When migrants experience sexual assault or other abuses during immigration enforcement, their primary option has been to file a complaint with one of the Department of Homeland Security’s oversight agencies, which include the Office for Civil Rights and Civil Liberties (CRCL) and the Office of the Immigration Detention Ombudsman (OIDO). CRCL and OIDO are tasked with preventing and responding to abuse committed against migrants by immigration officials and their contractors. They receive complaints from migrants, investigate instances of individual and systemic abuse, and implement policies that prevent further abuses from taking place. They are also responsible for ensuring that core civil rights laws, like the Prison Rape Elimination Act (PREA), are enforced in immigrant detention facilities.

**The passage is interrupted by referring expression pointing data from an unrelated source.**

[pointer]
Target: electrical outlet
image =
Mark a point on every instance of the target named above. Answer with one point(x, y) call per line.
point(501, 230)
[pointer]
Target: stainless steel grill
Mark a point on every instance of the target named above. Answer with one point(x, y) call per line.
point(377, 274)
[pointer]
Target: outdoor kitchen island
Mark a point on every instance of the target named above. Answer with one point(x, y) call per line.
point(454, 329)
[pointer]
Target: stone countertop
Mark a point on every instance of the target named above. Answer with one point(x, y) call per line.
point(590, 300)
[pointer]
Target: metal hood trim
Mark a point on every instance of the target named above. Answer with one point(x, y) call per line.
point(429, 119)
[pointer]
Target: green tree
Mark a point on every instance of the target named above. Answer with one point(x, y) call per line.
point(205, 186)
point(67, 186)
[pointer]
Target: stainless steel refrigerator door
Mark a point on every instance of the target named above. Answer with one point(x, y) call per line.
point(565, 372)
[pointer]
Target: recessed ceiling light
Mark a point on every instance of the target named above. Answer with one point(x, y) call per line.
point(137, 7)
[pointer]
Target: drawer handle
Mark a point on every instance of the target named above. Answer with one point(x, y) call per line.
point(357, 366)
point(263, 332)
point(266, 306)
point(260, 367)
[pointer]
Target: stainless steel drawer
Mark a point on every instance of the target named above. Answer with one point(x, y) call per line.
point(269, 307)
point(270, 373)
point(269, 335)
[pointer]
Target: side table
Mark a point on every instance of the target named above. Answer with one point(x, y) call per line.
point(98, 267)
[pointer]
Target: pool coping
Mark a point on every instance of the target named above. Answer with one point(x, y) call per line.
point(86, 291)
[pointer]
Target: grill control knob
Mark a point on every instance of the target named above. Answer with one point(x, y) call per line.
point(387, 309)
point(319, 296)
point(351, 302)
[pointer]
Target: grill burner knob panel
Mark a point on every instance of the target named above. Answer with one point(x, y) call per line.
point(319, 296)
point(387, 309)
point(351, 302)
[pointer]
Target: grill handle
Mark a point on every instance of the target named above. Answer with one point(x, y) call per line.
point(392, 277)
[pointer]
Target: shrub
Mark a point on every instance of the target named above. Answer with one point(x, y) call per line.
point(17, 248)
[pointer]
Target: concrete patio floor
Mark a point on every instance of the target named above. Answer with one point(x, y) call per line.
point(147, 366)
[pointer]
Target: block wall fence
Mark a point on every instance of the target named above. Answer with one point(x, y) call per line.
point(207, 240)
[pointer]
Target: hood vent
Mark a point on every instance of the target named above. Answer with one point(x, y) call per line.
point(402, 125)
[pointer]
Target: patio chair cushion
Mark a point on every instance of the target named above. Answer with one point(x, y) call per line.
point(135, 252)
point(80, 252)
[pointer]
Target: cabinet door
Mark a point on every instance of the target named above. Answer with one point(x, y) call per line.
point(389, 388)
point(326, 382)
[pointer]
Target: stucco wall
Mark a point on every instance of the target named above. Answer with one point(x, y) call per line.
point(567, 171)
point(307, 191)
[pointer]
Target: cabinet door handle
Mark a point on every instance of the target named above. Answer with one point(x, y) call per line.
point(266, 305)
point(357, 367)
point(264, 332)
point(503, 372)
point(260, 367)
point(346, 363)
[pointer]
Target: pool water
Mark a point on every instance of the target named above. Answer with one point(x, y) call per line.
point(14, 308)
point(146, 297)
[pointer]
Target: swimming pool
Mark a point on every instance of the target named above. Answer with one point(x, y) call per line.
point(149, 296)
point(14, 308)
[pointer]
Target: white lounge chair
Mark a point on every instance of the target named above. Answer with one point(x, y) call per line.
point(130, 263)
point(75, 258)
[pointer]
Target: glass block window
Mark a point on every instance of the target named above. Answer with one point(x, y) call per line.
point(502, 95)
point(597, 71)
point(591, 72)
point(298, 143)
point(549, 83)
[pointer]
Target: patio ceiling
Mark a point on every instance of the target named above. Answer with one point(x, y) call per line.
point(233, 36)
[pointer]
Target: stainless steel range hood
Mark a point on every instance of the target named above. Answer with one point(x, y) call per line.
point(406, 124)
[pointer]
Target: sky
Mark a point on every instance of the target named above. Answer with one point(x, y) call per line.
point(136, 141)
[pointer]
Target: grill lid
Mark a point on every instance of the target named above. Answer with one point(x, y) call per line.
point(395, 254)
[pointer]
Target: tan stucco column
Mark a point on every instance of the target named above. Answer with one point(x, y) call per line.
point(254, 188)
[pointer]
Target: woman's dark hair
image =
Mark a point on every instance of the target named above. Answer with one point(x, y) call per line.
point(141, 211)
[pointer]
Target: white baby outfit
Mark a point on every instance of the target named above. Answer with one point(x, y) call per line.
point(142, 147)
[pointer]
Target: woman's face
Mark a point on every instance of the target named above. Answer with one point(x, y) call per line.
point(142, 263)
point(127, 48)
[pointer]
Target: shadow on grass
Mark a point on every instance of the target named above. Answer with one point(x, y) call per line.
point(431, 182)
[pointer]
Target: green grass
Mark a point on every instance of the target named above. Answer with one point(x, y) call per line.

On Friday, March 21, the Trump administration announced that it was effectively closing CRCL, OIDO, and the United States Citizenship and Immigration Service (USCIS) Ombudsman’s office, which ensures the government’s compliance with its own policies on legal immigration. A statement by the DHS spokesperson cited the investigative and oversight activities of these offices as an unacceptable impediment to immigration enforcement. “These offices have obstructed immigration enforcement by adding bureaucratic hurdles and undermining DHS’ mission,” she stated.
“Human rights, civil rights, and due process are not ‘bureaucratic hurdles,’ they are fundamental to justice, fairness, and the rule of law,” said Lakhani. “These oversight bodies ensure that immigration enforcement officials cannot act with impunity. Without these offices, migrants in detention and their lawyers are left with few avenues to report even the most grave or systemic instances of sexual assault or other forms of violence. Absent their oversight, there is no government department responsible for ensuring that civil rights laws and the Department of Homeland Security’s own detention standards are enforced.
“The Women’s Refugee Commission is gravely concerned about the administration’s decision to terminate vital oversight over human rights standards in detention, precisely as it seeks to dramatically increase its enforcement efforts.”
The Women’s Refugee Commission is calling on Congress to restore meaningful oversight to immigration enforcement, including legal protections for CRCL, OIDO, and the USCIS Ombudsman, and to immediately conduct oversight of the administration’s actions, especially those that ignore the laws and procedures intended to ensure that the rule of law is upheld in migration enforcement proceedings.